The 17-year-old sensation shocked a world-class field by crossing the finish line first in a race that came down to the smallest of margins. After an intense battle over the final metres, Lutkenhaus held off Wanyonyi by just one hundredth of a second, producing a dramatic finish that left the packed stadium in disbelief.
From the opening lap, the pace was relentless as the leading contenders positioned themselves for a fierce showdown. As the athletes entered the home straight, Wanyonyi appeared poised to unleash his trademark finishing kick. However, Lutkenhaus refused to be intimidated, matching the Olympic champion stride for stride before producing a perfectly timed lean at the line to secure a historic victory.

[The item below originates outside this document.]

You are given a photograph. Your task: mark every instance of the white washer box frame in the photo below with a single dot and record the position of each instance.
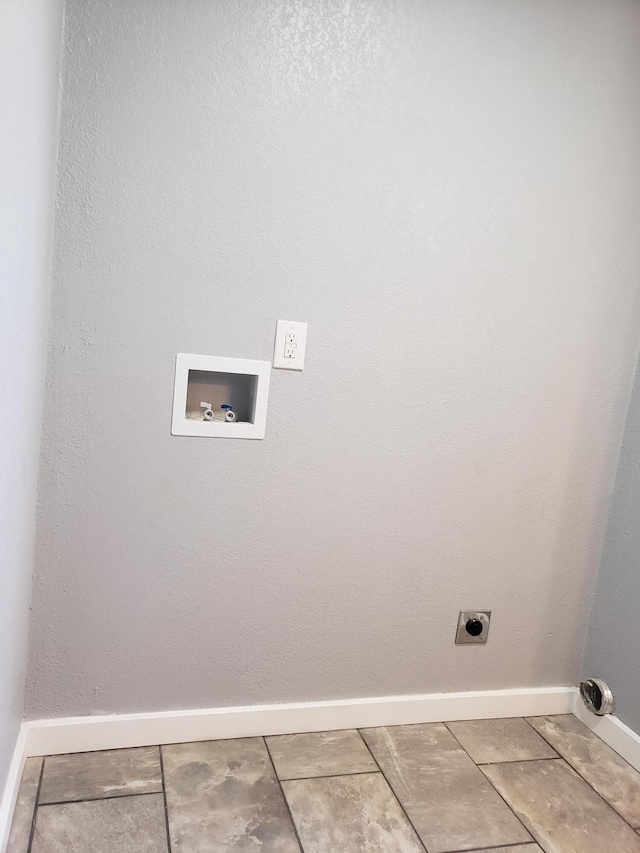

The result marks a breakthrough moment for the young American, who continues to establish himself as one of the brightest talents in global athletics. Defeating an Olympic champion at a Diamond League event is a feat many athletes spend entire careers pursuing, yet Lutkenhaus achieved it before reaching adulthood.
For Wanyonyi, the narrow defeat does little to diminish his status as one of the world's premier 800m runners. The Kenyan once again demonstrated his exceptional class and competitiveness, pushing the race to a world-class standard and forcing his young rival to deliver the performance of a lifetime.
Beyond the result itself, the race offered a glimpse into what could become one of the sport's most exciting rivalries in the years ahead. With established stars and emerging talents now pushing each other to new heights, the men's 800m continues to evolve into one of athletics' most captivating events.
On a memorable night in Oslo, the spotlight belonged to Cooper Lutkenhaus. At just 17 years old, he stood toe-to-toe with an Olympic champion and emerged victorious, announcing himself to the athletics world in spectacular fashion.